華雄はまず、将としての好みを果たすために武人としての強さがあった。
まず、董卓軍一の将だろう。
「では、昼夜を徹して参りましょう」
陽人の戦い。この戦いは、たった一言で表される。
『急襲戦』。
華雄の性格の粗忽さ―――つまり、猪癖をうまく利用した急襲戦で董卓軍は士気に関わってくる初戦を制したと言える、と。
分割進撃による長駆進撃。ともすれば各個撃破の恐れもあるそれを採用した関籍には、ある思惑があった。
進軍は早い方がいい。董卓軍は少数であり、まともに反董卓連合軍にあたっては勝ち目はない。
ならば、少しずつでも削ったほうが良い、と。
ならば、第一の目標は―――
(突出している、孫堅)
黒い獣が狙いを定め、駆け始める。
常軌を逸した機動力は、彼の望む騎馬隊そのものだった。
「……華雄殿は?」
あれからひた駆けに駆け、一足先に広城に到着していた関籍は、遊軍の所在を問うた。
「広城付近で充分な休息を取り、昨夜の内に到着されたようでございます」
払暁。関籍率いる黒騎兵は疲労を取るためだけの眠りから覚めていた。
時には警戒を忘れて眠らなければ兵たちが保たないことを、この男は知っていた。
「孫堅が来るな」
「はっ?」
疑問を口に出しながら騎馬を操り、自身に追従する張繍にむけて、関籍は更に言い募る。
「周幼平、だったな。一刻前に奴が来ていた。奴は孫家の諜報を一手に担っている」
「あえて逃されましたか」
「ああ。荊州の河賊にもっとすごい奴がいたからな。察知は簡単だった」
戦巧者の孫堅が、強行軍によって疲労しきったように見える華雄軍を見逃すはずがない。
必ず、更に勇躍して突出してくるだろう。
関籍にはその確信があった。
「華雄殿に進撃を要請しろ。疲労を偽るように、厳重に頼むぞ」
「何人出しますか?」
「十人。届かぬ可能性も考えれば、使者は多いほうが良いからな」
すぐさま黒い鎧の背に百足の旗をさした伝騎が十騎、めいめいの方向を取りながら華雄の来着した廃城へ駆ける。
一晩休んで気力・体力と共に充溢した自分たちが居ないことを知れば必ず華雄の方へと軍を向けるという判断の元、周幼平の気配を感じた瞬間に出立したが、それは『うまくいけば騙せる』かわりに『華雄軍との意思疎通が困難になる』ということを示していた。
「動くでしょうか?」
「動かねばそれは孫堅ではない」
指揮官は、自分の下した自信を持たなければならない。それが部隊の強さに関わる。
だが、柔軟な思考を捨ててもいけない。自信を過信に、決断を断定に変えてはならないのだ。
「関籍殿」
「来たな」
視界の端に見える、土埃。
「張繍、続け」
「はっ」
孫堅が、華雄の頭に喰らいついた。
こちらに横腹を見せたまま。
そして、見せていることを知らぬまま。
周幼平は優秀だが、その優秀さは個人の物。他の間者は始末するに容易い。
―――荊州のあいつが、孫堅の元に居たならば。
また、変わった結果になっていただろう。
(優秀な間諜が欲しいものだ)
このままでは、情報封鎖されたならば手の打ちようがない。座して死を待つだけとなろう。

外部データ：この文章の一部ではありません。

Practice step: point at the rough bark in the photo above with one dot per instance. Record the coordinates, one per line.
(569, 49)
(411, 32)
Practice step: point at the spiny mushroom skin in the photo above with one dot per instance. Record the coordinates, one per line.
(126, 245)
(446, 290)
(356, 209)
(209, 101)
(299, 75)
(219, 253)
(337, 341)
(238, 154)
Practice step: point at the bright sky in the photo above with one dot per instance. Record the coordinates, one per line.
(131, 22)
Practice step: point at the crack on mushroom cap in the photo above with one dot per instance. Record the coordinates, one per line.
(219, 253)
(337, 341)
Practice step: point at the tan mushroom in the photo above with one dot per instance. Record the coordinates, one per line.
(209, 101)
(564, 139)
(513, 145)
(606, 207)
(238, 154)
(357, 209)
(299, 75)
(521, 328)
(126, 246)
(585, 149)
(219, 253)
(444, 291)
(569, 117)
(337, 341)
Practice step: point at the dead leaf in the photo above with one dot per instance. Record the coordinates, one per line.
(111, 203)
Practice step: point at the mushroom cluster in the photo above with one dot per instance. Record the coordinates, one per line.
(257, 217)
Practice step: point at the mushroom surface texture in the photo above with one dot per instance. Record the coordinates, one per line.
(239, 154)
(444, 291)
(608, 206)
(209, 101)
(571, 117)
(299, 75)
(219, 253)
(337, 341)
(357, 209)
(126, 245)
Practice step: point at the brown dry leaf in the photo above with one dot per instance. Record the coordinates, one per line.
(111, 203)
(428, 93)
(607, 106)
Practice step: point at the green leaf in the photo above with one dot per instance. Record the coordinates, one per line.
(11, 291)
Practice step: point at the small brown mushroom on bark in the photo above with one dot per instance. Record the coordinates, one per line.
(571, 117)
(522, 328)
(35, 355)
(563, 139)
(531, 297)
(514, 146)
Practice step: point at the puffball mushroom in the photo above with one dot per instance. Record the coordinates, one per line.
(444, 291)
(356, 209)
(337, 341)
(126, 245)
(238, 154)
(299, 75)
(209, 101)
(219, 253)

実に切な願いを胸に秘め、関籍は素早く孫堅軍に肉薄した。
「か、か、関せ―――」
目敏く気づいた兵を一刀のもとに葬り去り、横腹を一気に食い破る。
一時的な速力では張遼に負けるものの、黒騎兵はその突破力と粘り強い機動力でその欠点を補っていた。
「華雄殿、今こそ突撃を!」
憚らぬことを知らぬ雷鳴の如き一喝に、華雄の顔が猟奇的な笑みへと変わる。
「やっとだな!」
猪突。賈駆からそう貶された後先考えぬ突進が、無情にも横腹を食い破られた孫堅軍に突き刺さった。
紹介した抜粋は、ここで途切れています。